Kebutuhan dasar lainnya: pakaian. Material baju yang kebanyakan adalah bahan sintetis, produk petrokimia, impor. Kemudian plastik, material dari sebagian besar bahan-bahan rumah tangga saat ini, impor. Sangat tidak respectable bangsa sebesar ini hanya punya pabrik plastik beberapa gelintir dengan kapasitas belum mencukupi kebutuhan. Itupun bahan baku pabrik plastiknya impor. Ya, minyak bumi, impor! Minyak bumi yang adalah darah peradaban modern! Belum cukup impor minyak bumi, bahkan untuk produk utamanya, bahan bakar, kita pun masih mengimpor sebagian. Perlu dijelaskan lagi arti vital bahan bakar cair (bensin, solar dst) alias saat ini BBM, di dunia modern ini? Rasanya sudah terlalu jelas.
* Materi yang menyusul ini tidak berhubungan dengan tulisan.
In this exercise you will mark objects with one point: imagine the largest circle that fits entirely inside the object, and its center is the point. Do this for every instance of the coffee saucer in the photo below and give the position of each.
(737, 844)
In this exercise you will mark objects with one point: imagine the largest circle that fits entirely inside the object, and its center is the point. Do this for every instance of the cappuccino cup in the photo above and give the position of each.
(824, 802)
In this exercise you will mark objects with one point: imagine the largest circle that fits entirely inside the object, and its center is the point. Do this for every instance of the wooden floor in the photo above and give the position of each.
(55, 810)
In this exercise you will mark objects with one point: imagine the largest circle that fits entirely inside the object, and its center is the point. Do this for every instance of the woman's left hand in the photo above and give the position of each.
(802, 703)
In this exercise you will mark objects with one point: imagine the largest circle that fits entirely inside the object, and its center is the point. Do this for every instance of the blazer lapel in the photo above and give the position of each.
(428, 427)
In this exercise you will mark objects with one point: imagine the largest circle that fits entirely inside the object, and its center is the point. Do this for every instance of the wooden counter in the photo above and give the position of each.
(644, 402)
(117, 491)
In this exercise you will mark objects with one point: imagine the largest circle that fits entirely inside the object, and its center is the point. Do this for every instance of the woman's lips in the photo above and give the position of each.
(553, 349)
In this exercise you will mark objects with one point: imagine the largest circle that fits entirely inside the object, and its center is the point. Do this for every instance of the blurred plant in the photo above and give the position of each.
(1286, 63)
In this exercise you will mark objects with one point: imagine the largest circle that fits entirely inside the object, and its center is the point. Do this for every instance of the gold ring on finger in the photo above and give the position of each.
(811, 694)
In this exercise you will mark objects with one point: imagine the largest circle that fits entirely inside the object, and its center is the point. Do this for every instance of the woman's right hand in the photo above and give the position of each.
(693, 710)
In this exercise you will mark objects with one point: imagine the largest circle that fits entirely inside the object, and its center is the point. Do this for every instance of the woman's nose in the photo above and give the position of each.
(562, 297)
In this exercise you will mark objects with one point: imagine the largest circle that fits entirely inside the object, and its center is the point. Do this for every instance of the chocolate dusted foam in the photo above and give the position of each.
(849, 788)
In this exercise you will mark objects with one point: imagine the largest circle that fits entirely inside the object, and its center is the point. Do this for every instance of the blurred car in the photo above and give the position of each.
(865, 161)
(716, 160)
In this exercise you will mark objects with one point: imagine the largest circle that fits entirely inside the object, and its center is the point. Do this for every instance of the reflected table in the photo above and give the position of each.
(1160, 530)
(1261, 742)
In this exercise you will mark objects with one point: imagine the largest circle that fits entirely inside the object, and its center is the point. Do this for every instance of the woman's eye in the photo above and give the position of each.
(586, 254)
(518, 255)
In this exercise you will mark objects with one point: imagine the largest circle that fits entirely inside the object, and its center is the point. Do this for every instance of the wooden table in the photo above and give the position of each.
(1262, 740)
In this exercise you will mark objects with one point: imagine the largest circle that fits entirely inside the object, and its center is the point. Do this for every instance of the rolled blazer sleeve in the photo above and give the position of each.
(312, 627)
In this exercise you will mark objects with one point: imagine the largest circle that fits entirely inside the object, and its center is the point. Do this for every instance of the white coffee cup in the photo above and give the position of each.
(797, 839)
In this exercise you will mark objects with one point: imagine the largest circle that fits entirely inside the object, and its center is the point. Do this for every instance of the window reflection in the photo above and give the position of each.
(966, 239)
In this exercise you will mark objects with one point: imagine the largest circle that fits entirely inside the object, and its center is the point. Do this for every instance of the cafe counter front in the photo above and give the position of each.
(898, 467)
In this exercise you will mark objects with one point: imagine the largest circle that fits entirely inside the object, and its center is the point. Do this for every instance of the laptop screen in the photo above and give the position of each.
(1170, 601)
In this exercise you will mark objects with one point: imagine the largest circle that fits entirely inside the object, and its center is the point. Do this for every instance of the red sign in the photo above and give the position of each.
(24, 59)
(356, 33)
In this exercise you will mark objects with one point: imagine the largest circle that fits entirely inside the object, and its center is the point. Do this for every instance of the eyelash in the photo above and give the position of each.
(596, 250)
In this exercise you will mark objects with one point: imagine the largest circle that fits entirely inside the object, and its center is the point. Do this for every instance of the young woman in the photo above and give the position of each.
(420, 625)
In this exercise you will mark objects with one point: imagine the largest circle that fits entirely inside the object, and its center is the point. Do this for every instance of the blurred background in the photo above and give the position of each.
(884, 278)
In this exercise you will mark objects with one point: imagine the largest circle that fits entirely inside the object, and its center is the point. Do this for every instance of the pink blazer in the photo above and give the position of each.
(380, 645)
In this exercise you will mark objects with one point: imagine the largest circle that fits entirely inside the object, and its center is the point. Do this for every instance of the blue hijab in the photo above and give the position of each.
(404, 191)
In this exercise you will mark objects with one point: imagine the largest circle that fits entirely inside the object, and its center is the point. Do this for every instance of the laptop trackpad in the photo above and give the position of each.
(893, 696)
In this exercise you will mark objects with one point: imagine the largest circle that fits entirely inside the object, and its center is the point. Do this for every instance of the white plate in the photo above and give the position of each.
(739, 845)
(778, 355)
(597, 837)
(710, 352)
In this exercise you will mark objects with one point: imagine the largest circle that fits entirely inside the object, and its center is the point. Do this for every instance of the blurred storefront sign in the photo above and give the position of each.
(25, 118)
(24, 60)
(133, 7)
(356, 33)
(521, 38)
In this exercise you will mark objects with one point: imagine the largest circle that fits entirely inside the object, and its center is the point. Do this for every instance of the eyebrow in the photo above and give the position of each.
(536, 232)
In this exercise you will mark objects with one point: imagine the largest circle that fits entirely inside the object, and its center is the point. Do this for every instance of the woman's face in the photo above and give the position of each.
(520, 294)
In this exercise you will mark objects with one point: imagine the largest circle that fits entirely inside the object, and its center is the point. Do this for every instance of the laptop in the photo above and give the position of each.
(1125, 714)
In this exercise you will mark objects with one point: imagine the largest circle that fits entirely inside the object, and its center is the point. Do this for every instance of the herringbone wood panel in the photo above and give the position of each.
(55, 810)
Lalu beralih ke kebutuhan vital masyarakat modern lainnya. Bangunan, konstruksi, infrastruktur. Struktur dan alat berat. Baja 30% lebih impor, mesin-mesin impor semua mulai dari pompa air sampai turbin uap, padahal Indonesia kaya akan bijih besi, bijih nikel, dan insinyur mesin. Aspal untuk jalanan 50% lebih impor. Kendaraan semua merk asing, biarpun dimanufaktur di Indonesia tapi materialnya sebagian besar impor, termasuk mesin-mesinnya yang mahal.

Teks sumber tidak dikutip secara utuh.